Monochloramine has been suggested as an alternative disinfectant to chlorine to reduce levels of trihalomethanes in treated drinking water, but little is known of the toxicological properties and potential health implications of by-products specific to the chloramination process. Model aqueous fulvic acid solutions (200-400 mg C/liter), serving as surrogates for humic surface waters, were chloraminated over a range of molar Cl:C ratios from 1:40 to 1:2. The resulting by-products were extracted into diethyl ether at pH 2 and investigated with the Ames plate incorporation assay.
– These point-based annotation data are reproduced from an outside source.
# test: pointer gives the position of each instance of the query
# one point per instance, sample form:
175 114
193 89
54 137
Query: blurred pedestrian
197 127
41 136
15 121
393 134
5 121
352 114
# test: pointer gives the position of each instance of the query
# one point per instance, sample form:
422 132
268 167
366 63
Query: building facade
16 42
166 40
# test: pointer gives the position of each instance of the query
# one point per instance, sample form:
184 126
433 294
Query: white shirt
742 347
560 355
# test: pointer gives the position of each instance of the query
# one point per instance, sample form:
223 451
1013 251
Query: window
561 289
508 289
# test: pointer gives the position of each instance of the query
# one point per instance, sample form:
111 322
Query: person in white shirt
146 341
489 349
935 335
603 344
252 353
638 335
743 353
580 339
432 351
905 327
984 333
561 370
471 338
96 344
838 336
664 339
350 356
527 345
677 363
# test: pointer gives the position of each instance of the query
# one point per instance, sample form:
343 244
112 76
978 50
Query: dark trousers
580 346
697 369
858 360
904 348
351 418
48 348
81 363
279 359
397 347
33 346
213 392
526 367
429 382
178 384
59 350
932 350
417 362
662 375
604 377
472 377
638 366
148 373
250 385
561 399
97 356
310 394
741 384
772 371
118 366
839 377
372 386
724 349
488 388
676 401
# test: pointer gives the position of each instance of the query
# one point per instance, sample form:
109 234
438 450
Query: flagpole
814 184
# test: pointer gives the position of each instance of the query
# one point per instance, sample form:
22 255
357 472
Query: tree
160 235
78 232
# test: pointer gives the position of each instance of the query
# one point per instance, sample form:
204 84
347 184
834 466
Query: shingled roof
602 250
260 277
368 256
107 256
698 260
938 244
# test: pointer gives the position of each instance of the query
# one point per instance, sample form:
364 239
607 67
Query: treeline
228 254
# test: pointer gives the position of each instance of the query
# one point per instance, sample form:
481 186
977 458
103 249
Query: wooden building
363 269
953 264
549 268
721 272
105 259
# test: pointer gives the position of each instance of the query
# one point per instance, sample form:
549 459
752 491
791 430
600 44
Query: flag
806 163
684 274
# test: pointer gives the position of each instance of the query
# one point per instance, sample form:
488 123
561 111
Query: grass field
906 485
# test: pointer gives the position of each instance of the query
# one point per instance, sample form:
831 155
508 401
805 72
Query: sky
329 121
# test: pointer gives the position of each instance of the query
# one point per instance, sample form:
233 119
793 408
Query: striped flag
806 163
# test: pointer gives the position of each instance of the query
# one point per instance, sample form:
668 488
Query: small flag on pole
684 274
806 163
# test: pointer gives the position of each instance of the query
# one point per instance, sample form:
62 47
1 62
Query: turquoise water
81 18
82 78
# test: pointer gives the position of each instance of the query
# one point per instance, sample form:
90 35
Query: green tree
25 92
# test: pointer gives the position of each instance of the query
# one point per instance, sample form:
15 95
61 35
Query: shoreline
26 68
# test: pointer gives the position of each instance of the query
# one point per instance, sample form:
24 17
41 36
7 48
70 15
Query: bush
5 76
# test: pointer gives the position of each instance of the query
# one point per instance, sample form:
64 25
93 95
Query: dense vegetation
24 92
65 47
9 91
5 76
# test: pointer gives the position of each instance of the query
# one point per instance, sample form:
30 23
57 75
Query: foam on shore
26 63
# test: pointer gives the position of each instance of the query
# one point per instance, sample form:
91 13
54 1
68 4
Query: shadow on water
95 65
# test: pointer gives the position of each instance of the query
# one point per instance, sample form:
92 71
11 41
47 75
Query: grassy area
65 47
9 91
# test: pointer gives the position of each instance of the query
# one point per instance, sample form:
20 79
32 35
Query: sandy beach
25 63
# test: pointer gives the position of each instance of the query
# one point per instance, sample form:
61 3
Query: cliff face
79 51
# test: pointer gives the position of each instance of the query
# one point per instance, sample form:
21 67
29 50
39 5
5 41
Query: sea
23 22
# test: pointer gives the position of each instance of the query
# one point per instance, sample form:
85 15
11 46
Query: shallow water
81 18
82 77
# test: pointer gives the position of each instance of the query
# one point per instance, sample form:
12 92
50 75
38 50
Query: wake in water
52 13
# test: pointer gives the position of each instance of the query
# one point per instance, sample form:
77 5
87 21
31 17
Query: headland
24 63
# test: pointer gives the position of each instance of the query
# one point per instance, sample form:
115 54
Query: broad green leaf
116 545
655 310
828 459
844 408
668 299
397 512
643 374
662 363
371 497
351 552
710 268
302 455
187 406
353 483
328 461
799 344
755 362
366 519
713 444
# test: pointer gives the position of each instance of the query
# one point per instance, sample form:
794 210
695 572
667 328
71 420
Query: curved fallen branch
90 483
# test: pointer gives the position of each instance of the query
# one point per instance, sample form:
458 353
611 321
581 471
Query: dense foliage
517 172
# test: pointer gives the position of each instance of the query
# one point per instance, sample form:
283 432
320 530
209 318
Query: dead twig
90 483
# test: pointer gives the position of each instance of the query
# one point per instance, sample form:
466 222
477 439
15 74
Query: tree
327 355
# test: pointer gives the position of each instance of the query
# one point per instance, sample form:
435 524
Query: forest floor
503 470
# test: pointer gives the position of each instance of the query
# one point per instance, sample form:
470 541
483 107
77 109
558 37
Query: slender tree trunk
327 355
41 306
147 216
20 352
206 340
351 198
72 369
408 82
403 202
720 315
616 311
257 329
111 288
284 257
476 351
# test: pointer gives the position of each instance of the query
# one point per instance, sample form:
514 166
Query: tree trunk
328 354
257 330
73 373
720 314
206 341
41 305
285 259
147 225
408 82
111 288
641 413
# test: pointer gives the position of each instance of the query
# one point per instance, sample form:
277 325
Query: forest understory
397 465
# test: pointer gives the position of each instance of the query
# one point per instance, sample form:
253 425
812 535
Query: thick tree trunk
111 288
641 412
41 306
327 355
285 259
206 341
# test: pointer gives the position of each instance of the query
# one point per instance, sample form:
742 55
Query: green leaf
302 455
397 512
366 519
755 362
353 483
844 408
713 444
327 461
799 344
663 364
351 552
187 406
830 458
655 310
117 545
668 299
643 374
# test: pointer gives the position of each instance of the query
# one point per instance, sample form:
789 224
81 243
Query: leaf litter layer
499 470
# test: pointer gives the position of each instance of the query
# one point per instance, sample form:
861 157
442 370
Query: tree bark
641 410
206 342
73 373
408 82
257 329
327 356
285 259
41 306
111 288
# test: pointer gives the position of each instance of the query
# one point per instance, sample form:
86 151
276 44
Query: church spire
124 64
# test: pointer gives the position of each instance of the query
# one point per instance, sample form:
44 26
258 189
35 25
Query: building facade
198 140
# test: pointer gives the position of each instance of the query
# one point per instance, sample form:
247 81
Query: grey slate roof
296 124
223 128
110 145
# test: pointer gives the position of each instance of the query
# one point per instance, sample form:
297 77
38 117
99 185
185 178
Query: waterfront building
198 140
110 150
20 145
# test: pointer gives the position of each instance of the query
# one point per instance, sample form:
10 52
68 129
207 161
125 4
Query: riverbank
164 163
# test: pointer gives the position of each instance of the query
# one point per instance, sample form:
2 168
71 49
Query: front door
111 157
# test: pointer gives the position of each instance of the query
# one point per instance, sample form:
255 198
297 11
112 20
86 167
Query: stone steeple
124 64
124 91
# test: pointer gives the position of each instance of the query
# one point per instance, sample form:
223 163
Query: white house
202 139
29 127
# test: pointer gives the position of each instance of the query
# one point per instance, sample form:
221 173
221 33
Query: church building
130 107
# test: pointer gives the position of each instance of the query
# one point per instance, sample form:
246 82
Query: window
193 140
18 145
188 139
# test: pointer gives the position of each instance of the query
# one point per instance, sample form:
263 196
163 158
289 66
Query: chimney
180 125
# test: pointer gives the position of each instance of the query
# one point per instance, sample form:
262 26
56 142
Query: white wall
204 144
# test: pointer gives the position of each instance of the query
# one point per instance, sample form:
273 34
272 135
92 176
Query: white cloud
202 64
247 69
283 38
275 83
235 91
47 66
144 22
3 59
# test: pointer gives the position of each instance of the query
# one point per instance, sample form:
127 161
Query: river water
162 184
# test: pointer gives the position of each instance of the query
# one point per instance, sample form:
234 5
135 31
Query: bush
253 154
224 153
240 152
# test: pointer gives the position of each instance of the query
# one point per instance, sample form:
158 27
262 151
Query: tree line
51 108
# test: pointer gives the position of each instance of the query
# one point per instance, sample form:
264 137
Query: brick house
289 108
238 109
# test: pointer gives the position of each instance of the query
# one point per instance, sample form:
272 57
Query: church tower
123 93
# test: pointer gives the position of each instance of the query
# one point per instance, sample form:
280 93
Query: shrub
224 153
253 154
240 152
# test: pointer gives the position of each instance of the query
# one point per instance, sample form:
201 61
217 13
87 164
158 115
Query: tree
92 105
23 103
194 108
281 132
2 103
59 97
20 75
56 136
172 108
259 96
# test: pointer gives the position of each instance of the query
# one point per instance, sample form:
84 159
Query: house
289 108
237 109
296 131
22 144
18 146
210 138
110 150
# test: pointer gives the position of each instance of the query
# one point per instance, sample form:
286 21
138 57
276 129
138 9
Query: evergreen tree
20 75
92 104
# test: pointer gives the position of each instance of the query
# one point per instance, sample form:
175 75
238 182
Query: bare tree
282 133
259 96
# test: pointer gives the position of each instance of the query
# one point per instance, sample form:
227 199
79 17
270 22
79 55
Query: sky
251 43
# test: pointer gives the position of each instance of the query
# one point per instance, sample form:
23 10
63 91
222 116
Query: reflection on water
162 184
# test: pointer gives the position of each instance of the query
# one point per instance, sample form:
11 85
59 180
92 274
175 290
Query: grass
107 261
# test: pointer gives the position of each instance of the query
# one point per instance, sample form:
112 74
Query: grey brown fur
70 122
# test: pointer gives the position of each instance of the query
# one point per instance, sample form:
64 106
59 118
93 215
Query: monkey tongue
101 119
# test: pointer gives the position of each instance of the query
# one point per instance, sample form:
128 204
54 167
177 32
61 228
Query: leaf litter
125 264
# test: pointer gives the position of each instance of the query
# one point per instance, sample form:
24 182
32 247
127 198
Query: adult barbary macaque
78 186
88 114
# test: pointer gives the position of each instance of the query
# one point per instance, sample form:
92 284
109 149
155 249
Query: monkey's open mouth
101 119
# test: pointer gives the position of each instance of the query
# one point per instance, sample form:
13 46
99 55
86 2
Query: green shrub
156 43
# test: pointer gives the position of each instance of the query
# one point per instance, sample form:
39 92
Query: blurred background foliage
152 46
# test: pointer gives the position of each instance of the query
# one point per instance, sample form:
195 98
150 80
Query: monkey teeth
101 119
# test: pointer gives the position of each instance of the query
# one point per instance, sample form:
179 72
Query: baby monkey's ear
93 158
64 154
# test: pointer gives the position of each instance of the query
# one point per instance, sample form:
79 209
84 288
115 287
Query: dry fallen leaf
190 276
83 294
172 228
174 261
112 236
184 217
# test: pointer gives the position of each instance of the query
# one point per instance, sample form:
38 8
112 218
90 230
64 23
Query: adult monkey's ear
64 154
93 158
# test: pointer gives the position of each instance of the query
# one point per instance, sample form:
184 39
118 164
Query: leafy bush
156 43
Extractable mutagenicity increased with increasing chlorine and carbon dose up to about 30,000 revertants/liter at Cl:C ratios of 1:2. Mutagenicity was higher in Salmonella typhimurium strain TA100 than in strain TA98, and was decreased in the presence of S9, indicating that the mutagens formed were direct-acting and induced predominantly base-pair substitutions. Bovine serum albumin decreased slightly, and glutathione reduced greatly, the mutagenic activity detected in extracts. HPLC fractionation of the by-products indicated that most of the mutagenic activity was found in the earliest-eluting (most polar) fraction. The mutagenic by-products appeared to be qualitatively similar to 3-chloro-4-dichloromethyl-5-hydroxy-2-(5H)-furanone (MX) in their chromatographic behavior and responses to glutathione and bovine serum albumin, but were less readily detoxified by S9 than was MX.